= GateWar =

GateWar, a fantasy role-playing game published by Escape Ventures in 1994, is the retitled third edition of the role-playing game Element Masters.

==Publication history==
In the early 1980s, Kenneth D. Burridge designed a fantasy role-playing game called Element Masters that was published by Escape Ventures in 1983 as a 100-page book. The following year, Escape Ventures released a revised and expanded 160-page second edition.

Ten years later, in 1994, Kenneth Burridge and Robert Finkbeiner designed a greatly expanded 270-page third edition retitled GateWar, which was also published by Escape Ventures.

==Gameplay==
===Setting===
The setting of GateWar is the world of Vinya, where magic and technology mix. The player characters are all users of the forgotten discipline of Element Magic. The flora and fauna are a mix of both indigenous lifeforms and invasive alien species, the latter having reached the planet through teleportation portals that were constructed in the ancient past by the native Vinyans.

===Character generation===
Character generation starts by choosing one of eight races:
- Geffren (elves)
- Bruff (dwarves)
- Half-Tron (off-spring of the alien Tron and other races)
- Kitzu (pygmy warriors)
- Nequitar (Amazons)
- Zod Bowman (Robin Hood-like archers)
- the Unspeakable (nixies)
- Wellan (enahanced humans)
Characters have a chance of additional powers by becoming a Potential Element Master, partial Drazzi (a race of powerful spellcasters), or a Partial Golden Hero (ancient warrior heroes).

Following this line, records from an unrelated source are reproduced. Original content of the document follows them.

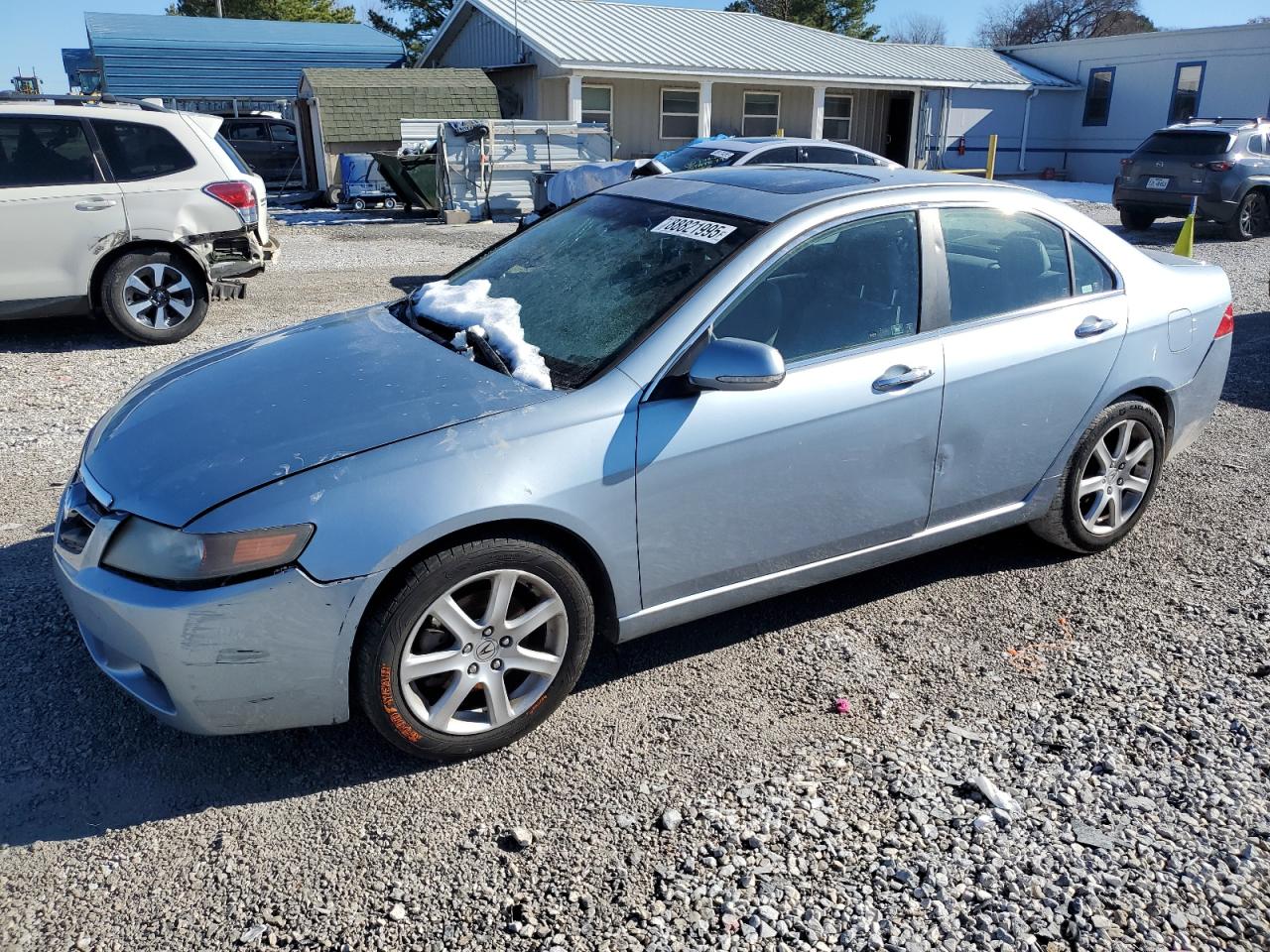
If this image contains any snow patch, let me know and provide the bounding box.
[1010,178,1111,204]
[410,278,552,390]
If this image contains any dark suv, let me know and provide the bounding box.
[1111,118,1270,240]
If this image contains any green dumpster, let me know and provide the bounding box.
[371,153,441,212]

Once the race has been chosen, further details like birthplace and phobias are randomly determined from various tables. The player then rolls five 4-sided dice for each of the character's seven abilities (Strength, Size, Dexterity, Intelligence, Magic Points, Appearance and Luck); the abilities then determine the levels of the skills and professions chosen by the player.

===Combat===
In combat, a player rolls percentile dice to determine if a hit is successful. If it is, the player rolls percentile dice to determine the location of the damage and rolls appropriate dice for the weapon used to determine how much damage; all damage is applied to the location previously determined, minus a deduction for the defender's armour (if any).

===Skills===
Skill challenges are also resolved using percentile dice and comparing the result to the character's relevant skill rating.

===Spellcasting===
Magic uses a point-buy system — every character starts with a bank of Spell Points, and each spell costs a certain number of Spell Points to learn.

==Reception==
In the February 1995 edition of Dragon (Issue #214), Rick Swan found the rules hearkened back to game systems of the early 1980s, calling them "fairly standard, old-fashioned even." He didn't think the setting of Vinya compared well to major competitors, but did admire its originality, saying, "Though Vinya, the game setting, won’t make anyone forget Glorantha or Krynn, it boasts an appealing cast of characters and an extraordinary menagerie of wacky creatures." But Swan found the spells unimaginative, the weapons standard, and "the game relies too much on stock fantasy conventions." However, Swan did think some players might be attracted to the game despite its out-of-date rules, saying, "the whimsical flourishes [...] make the GateWar RPG worth a look for fans of the offbeat."

Rich Warren reviewed GateWar in White Wolf Inphobia #54 (April, 1995), rating it a 2 out of 5 and stated that "While you could harvest some ideas from this game to use with others, they're not worth [the price]."

In a retrospective review in the May 2000 edition of Serendipity's Circle (Issue 19), Julie Hoverson thought the typesetting and layout "well done", and called the many sidebars "fantastic examples of the rules being described in the main text." She found the graphics and art "of average quality but very appropriate and well placed." She admired the number of alien races outlined, calling them "some of the most bizarre, horrifying, unbalancing and out of place creatures ever detailed." She also noted the amount of detail about Vinya that was provided, calling it "a very complete campaign world." However, Hoverson thought the rules system, essentially unchanged since 1984, showed its age, commenting, "This game is everything role-playing was, detail to the max and randomized at every opportunity." She concluded by giving it an average rating of 3 out of 5, saying, "GateWar is truly a master work of some dedicated players but it will always feel like someone else's world. If you want something different, action oriented and ready to play, this is it. You will find it hard to change things enough to make a campaign unique but there are plenty of gems to be pirated to existing game worlds."